Hadiah Ulang Tahun untuk An


An, sayang, sebelum kau membaca surat ini sampai selesai, izinkan aku mengucapkan selamat ulang tahun untukmu. Hehe masih lama memang. Ulang tahunmu Agustus nanti, tapi gapapa, aku ingin menjadi orang pertama yang mengucapkan lebih awal enam bulan terhitung mulai dari aku mencintaimu. Betapa sangat bahagianya—jika—memilikimu, An.

Enam bulan mendatang, aku sudah merencanakan hadiah ulang tahun untukmu. Semua orang pasti menyukai kejutan, tetapi dalam surat ini sengaja akan kutulis lima bocoran hadiah yang akan kuberikan padamu. Simak baik-baik ya, tidak perlu deg-degan gitu. Eh, tapi gapapa, aku menulis surat ini juga dengan hati berdebar. Duh.

Baiklah, di antara hadiah ini, kamu boleh memilih satu, dua, atau lima atau kau beri tahu hadiah mana yang paling kau sukai.

1
Sudah lama aku tidak mengajakmu pergi. Membawamu ke sebuah kota di Turki aku kira pilihan terbaik. Di sana kita belajar arti perjuangan dan sebuah janji. Kau tahu kan siapa yang menaklukan kota itu, iya, aku, aku, An, bukan Al-Fatih, tapi aku, kamu percaya? Ah tentu saja tidak. Memerintahkan ribuan pasukan saja aku tidak mampu, apalagi memindahkan ribuan kapan melewati pegunungan dalam satu malam.

Tetapi kamu harus percaya, bahwa aku mencintaimu tanpa harus kuperintahkan. Aku tetap tinggal di hatimu tanpa harus kupindahkan. Di sana, kita akan membangun sebuah kerajaan, membangun sebuah kota, sebuah desa. Kota adalah pikiran kita dan desa adalah hati kita. Ramai. Damai. Setelahnya, kita tidak perlu lagi menaklukan Roma, menaklukan rasa egois kita aku rasa sudah cukup. Bagaimana? Atau kota mana lagi yang ingin kau kunjungi?

2
Aku akan menyediakan untukmu dada yang lapang dan bahu yang membuatmu dapat menumpahkan air mata tanpa harus terlihat sedang menangis. Aku akan menyediakanmu telinga untukmu tempat segala cerita tentang kehilangan.
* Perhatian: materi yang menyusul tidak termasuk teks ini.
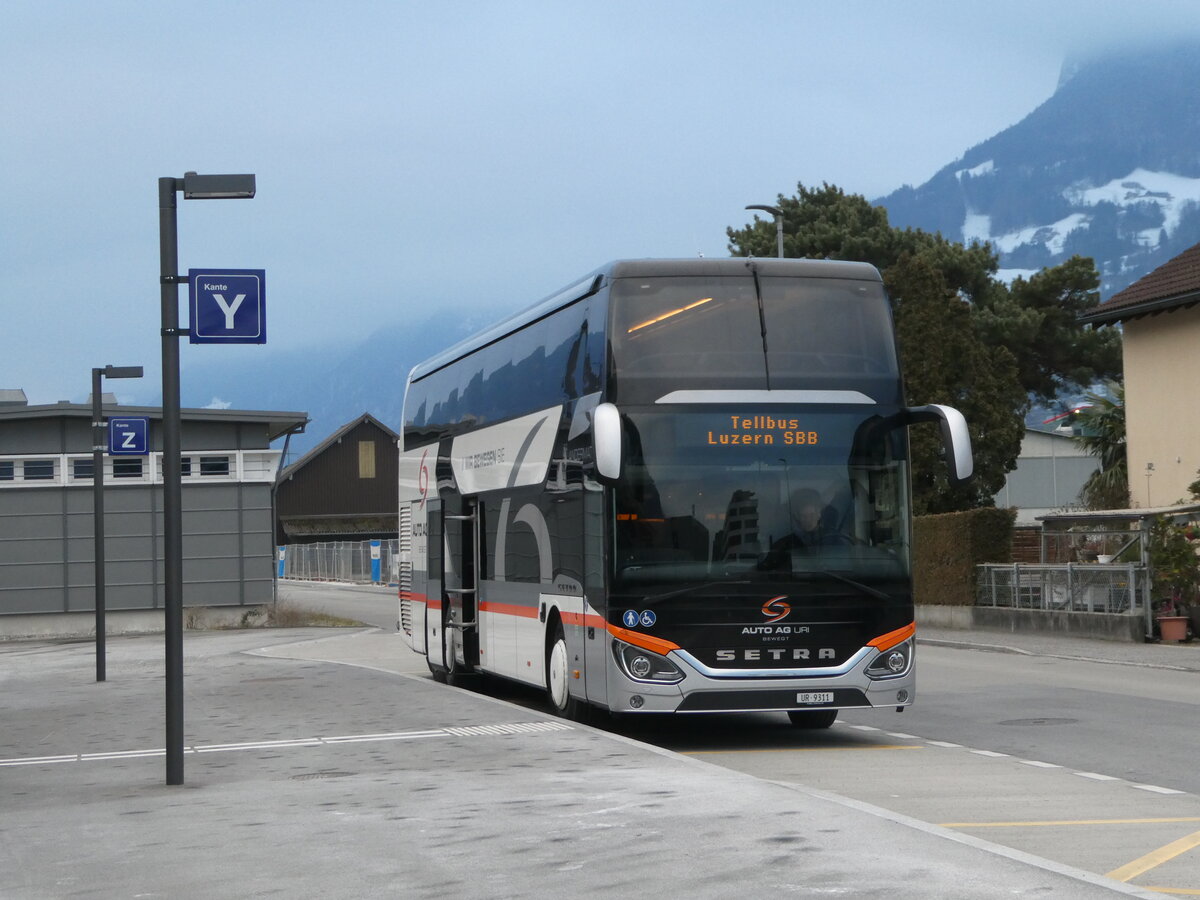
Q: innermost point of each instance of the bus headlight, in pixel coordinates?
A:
(893, 663)
(645, 666)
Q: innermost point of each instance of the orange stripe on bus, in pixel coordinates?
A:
(886, 642)
(645, 641)
(525, 612)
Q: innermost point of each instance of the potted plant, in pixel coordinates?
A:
(1176, 575)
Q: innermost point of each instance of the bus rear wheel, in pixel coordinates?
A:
(558, 689)
(813, 718)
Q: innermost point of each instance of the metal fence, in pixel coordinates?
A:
(352, 562)
(1111, 589)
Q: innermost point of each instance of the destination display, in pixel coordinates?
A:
(763, 430)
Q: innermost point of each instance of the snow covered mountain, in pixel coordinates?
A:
(1108, 167)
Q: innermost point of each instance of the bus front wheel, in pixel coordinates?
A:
(558, 669)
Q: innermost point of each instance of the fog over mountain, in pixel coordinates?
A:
(1108, 167)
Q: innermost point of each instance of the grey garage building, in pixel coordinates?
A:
(46, 511)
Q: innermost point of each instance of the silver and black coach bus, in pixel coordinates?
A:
(675, 486)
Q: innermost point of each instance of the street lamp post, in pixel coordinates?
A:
(779, 225)
(193, 187)
(99, 445)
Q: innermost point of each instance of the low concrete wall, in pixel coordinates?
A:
(1074, 624)
(124, 622)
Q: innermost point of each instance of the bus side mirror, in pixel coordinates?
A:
(606, 441)
(955, 438)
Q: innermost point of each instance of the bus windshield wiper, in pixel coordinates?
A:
(667, 595)
(857, 585)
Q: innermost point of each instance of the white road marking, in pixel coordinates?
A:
(466, 731)
(1156, 789)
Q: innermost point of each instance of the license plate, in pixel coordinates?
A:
(814, 697)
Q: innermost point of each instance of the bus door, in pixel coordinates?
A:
(433, 579)
(462, 567)
(414, 565)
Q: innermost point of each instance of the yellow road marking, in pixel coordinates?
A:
(1069, 822)
(803, 750)
(1156, 858)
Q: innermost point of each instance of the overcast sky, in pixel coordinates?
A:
(414, 156)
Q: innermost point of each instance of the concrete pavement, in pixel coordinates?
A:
(325, 762)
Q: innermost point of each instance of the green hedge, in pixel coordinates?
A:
(949, 546)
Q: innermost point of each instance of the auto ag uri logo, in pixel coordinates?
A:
(777, 609)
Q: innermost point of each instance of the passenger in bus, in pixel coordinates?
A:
(814, 526)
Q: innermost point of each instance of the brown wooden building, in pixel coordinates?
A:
(345, 489)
Izinkan aku menyontek kasih sayang ibumu agar aku mampu melakukannya juga padamu. 

3
Aku akan memberimu selimut, hujan dan kamar tidur, di langit kamar itu akan kulukis seribu bintang.

Sebab, di dunia ini, tidak ada yang selama-lamanya, termasuk pelukanku. di waktu tidak terduga, aku bisa saja pergi dan menghilang kapan pun. jika kau kedinginan, aku tidak bisa lagi memberimu sebuah pelukan, tapi dengan selimut itu, setidaknya kau tidak perlu lagi memeluk diri sendiri.
sudah, jangan bersedih, apalagi menangis. tapi jika sudah kuat menahannya, sudah kusiapkan air hujan untuk menemani air matamu. kau tidak lagi sendiri. sampai kapan pun, aku masih berada di kamar itu, tinggal di langit yang kulukis sendiri, untukmu.

4
Aku akan mengajakmu menyusuri sungai-sungai di ibukota. Kita akan melihat orang-orang mencuci, mandi, dan membuang segala yang kotor. Jika diibaratkan, hati adalah sungai; ia mengalir, meluap, memendam dan dapat membuat orang-orang di tepiannya banyak menjatuhkan air mata. 

Kita akan melihat bahwa harapan seolah suatu kesalahan dan kesalahan mereka pun dijadikan sebuah tawaran harapan.

Aku mencintaimu adalah sebuah kesalahan dan kesalahan terbesarku adalah aku mencintai dengan sengaja. 

5
Aku akan mengajakmu ke pelaminan. Duduk dan melihat para tamu berjalan, tertawa dan berbincang dengan teman yang lama sekali tidak mereka temui. tidak ada lagi yang membicarakan kesedihan. Semuanya seolah-olah terlihat bahagia, tidak peduli siapa di antara mereka yang terluka.

Di sana, aku akan berhenti menulis puisi apalagi membacanya. Puisi tidak butuh keramaian apalagi pesta. Ia lebih menyukai kesunyian, tapi tidak suatu masalah, selama kau berada di samping, kau adalah puisiku, segala yang ada dalam tubuhmu.

salam sayang, jaga diri dan jaga kesehatan.